強烈なインパクトのある、天童荒太氏のおすすめ作品8選をご紹介させていただきます。
童話、映画脚本など様々な賞に応募し、本名で投稿した「白の家族」という作品で野生時代新人文学賞を受賞し、1986年に同作品で作家デビューを果します。
1995年「家族狩り」という作品で第9回山本周五郎賞を受賞し、2009年「悼む人」という作品でついに第140回直木賞を受賞します。
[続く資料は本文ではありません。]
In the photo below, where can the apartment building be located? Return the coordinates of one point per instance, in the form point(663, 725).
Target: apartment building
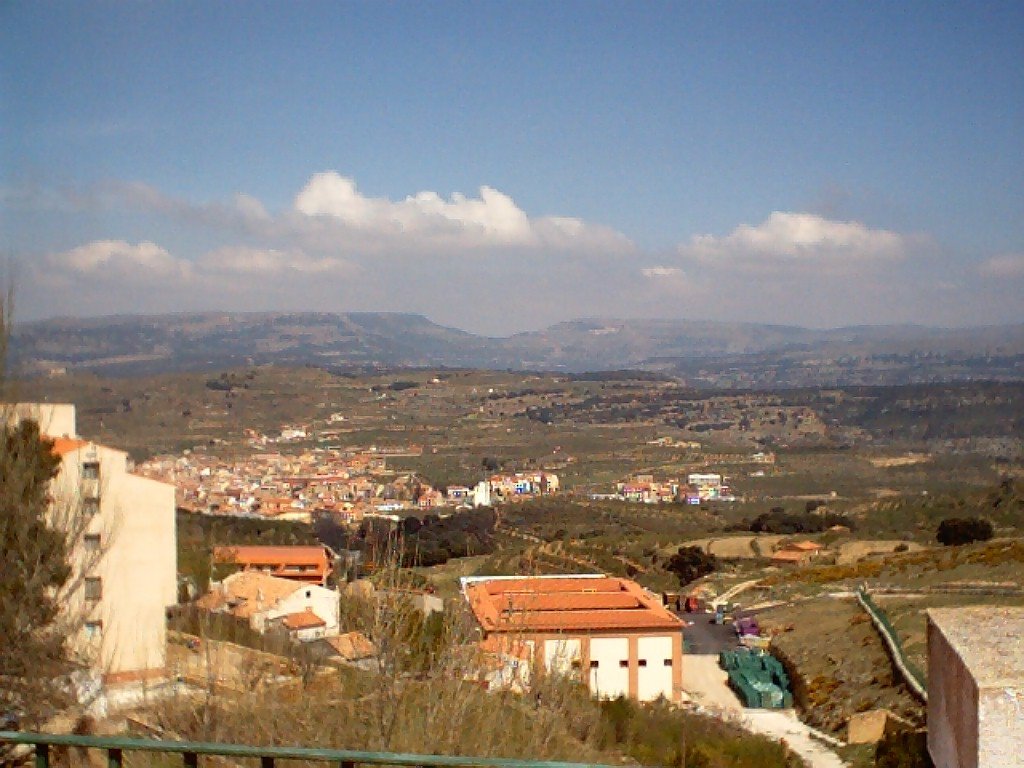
point(609, 632)
point(124, 563)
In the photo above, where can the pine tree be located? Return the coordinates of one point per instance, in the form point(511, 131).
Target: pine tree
point(34, 658)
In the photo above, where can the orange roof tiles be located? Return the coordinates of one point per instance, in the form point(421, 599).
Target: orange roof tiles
point(304, 620)
point(788, 555)
point(564, 604)
point(256, 555)
point(805, 546)
point(64, 445)
point(302, 563)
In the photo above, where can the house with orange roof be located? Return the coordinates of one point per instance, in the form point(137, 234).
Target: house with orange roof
point(609, 633)
point(307, 611)
point(308, 564)
point(791, 557)
point(797, 553)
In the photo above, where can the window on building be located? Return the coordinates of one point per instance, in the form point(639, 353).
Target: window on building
point(93, 588)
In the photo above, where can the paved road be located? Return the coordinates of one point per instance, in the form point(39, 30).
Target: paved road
point(705, 637)
point(705, 683)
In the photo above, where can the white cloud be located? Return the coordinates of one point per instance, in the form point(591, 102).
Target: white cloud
point(331, 215)
point(1007, 266)
point(120, 259)
point(798, 238)
point(662, 271)
point(492, 216)
point(254, 261)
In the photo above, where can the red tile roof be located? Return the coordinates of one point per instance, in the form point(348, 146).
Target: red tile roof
point(62, 445)
point(304, 620)
point(302, 563)
point(566, 604)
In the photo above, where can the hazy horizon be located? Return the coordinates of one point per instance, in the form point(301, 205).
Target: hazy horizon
point(502, 168)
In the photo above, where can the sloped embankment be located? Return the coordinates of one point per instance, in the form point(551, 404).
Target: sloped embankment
point(836, 662)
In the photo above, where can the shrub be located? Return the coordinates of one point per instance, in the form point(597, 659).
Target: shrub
point(956, 530)
point(690, 563)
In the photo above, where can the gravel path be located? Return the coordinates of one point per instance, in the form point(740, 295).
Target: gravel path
point(705, 683)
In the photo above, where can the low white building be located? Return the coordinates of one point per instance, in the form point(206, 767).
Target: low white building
point(609, 633)
point(266, 601)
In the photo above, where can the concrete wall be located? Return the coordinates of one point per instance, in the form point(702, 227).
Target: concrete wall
point(952, 706)
point(654, 662)
point(629, 665)
point(1000, 716)
point(54, 419)
point(608, 678)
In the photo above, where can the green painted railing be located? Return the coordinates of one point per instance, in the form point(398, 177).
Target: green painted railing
point(190, 752)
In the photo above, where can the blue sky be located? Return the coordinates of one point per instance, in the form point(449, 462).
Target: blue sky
point(819, 164)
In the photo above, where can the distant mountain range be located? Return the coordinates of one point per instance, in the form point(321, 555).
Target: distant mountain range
point(709, 353)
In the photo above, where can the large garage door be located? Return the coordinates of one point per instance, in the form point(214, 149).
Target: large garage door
point(654, 673)
point(561, 656)
point(609, 671)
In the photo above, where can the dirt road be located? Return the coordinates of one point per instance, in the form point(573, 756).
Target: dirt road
point(705, 683)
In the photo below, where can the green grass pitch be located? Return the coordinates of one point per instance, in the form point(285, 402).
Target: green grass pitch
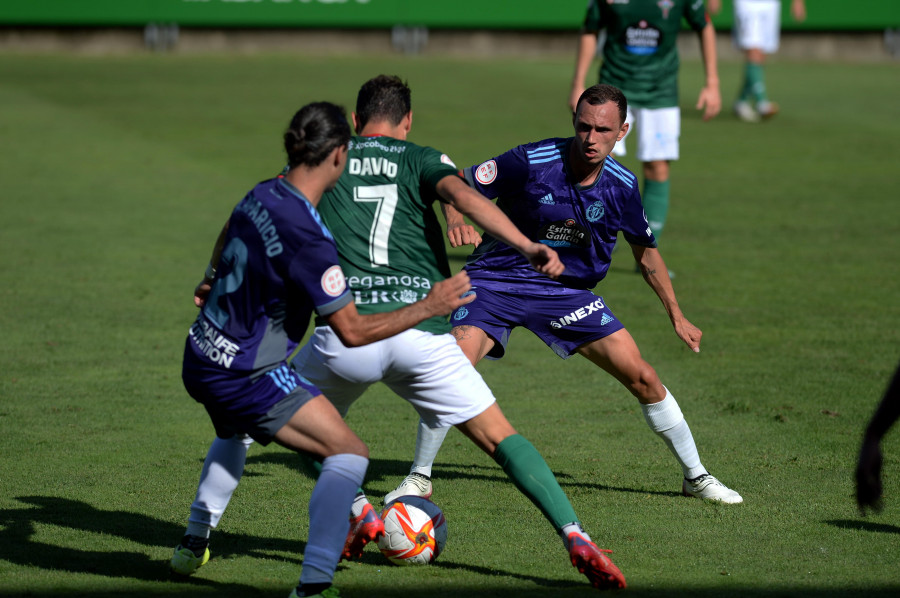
point(117, 173)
天童荒太おすすめ作品8選をご紹介~物事を突き詰めそして極める~
初期の頃の作品は、文庫化する際に大幅に改稿を施してあり、「家族狩り」においては骨組みや結論は変えていませんが、登場人物の設定や、性格および途中発生する事件などは大幅に変更されていて、全く別の作品のようになっています。
また、寡作で知られていて、インターネット等にも触れず、携帯電話も所持していないそうです。
そんな天童荒太氏のおすすめの作品8選をご紹介いたしますので、お楽しみください。
1、『家族狩り』
一家惨殺事件が発生するのですが、家庭内暴力をふるっていた子供が、起こした一家心中ではないのかという話で、物語は展開していきます。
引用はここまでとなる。